Partitions and Aggregations
Something that’s easy to forget (at least I’m always forgetting it) when creating an aggregation design is the impact that partitioning can have on it. Aggregations are only created on a per-partition basis – you can’t aggregate across partitions – so that means, for example, when you’re partitioning by Month then there’s little point building aggregations at granularities higher than Month; after all, if you only have one Month of data in your partition and you aggregate that data to the Month, Quarter or Year levels then the figures for each aggregation will be identical! In fact building aggregations above the granularity of Month can be a bit of a waste: an aggregation at Month granularity can be used by queries at Quarter and Year, but an aggregation for the same partition at Year granularity that is in all other respects identical can only be used by queries at the Year granularity.
The best thing to do to ensure this doesn’t happen is to set the AggregationUsage property to None for all attributes above the granularity that you’re partitioning by, and also to make sure your partition row counts are set correctly, before you run either of the Aggregation Design wizards. This should ensure that your aggregation design properly reflects your partitioning strategy.
One of the questions I’ve always meant to research further on this topic is whether partitioning could hurt query performance, given that it effectively prevents certain aggregations being built. Taking the example we’ve been using so far, what happens if you’re partitioning by Month and you’ve got a slow query at Year granularity that you’d like to build an aggregation for – would partitioning by Year rather than Month, so you could build a true Year-level aggregation, make sense?
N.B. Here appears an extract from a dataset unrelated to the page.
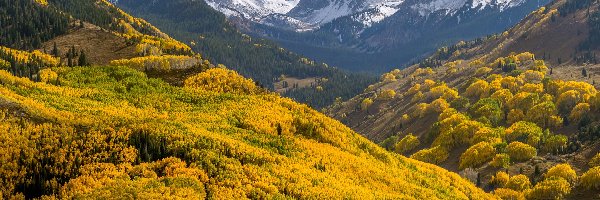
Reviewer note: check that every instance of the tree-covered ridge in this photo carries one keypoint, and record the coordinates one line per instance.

Well, I’ve just had a chance to test this out on a fairly large cube (with approx 100 million rows in the main fact table, and Product and Customer dimensions with 1 million+ members on their key attributes) and interestingly partitioning seems to make no difference at all. I created two measure groups, one partitioned by Month and one partitioned by Year, and then created one aggregation on the former at Month/Product and one aggregation on the latter at Year/Product. I then ran a query that returned the top 10 Products at Year on each measure group and the performance was identical. Clearly this is not something to be worried about, thank goodness…
[Thanks are due to Eric Jacobsen of the SQLCat team for talking through some of these issues after the BI Conference earlier this year. He accurately predicted that partitioning wouldn’t hurt performance because the AS query engine is very efficient at merging the data caches of partitions.]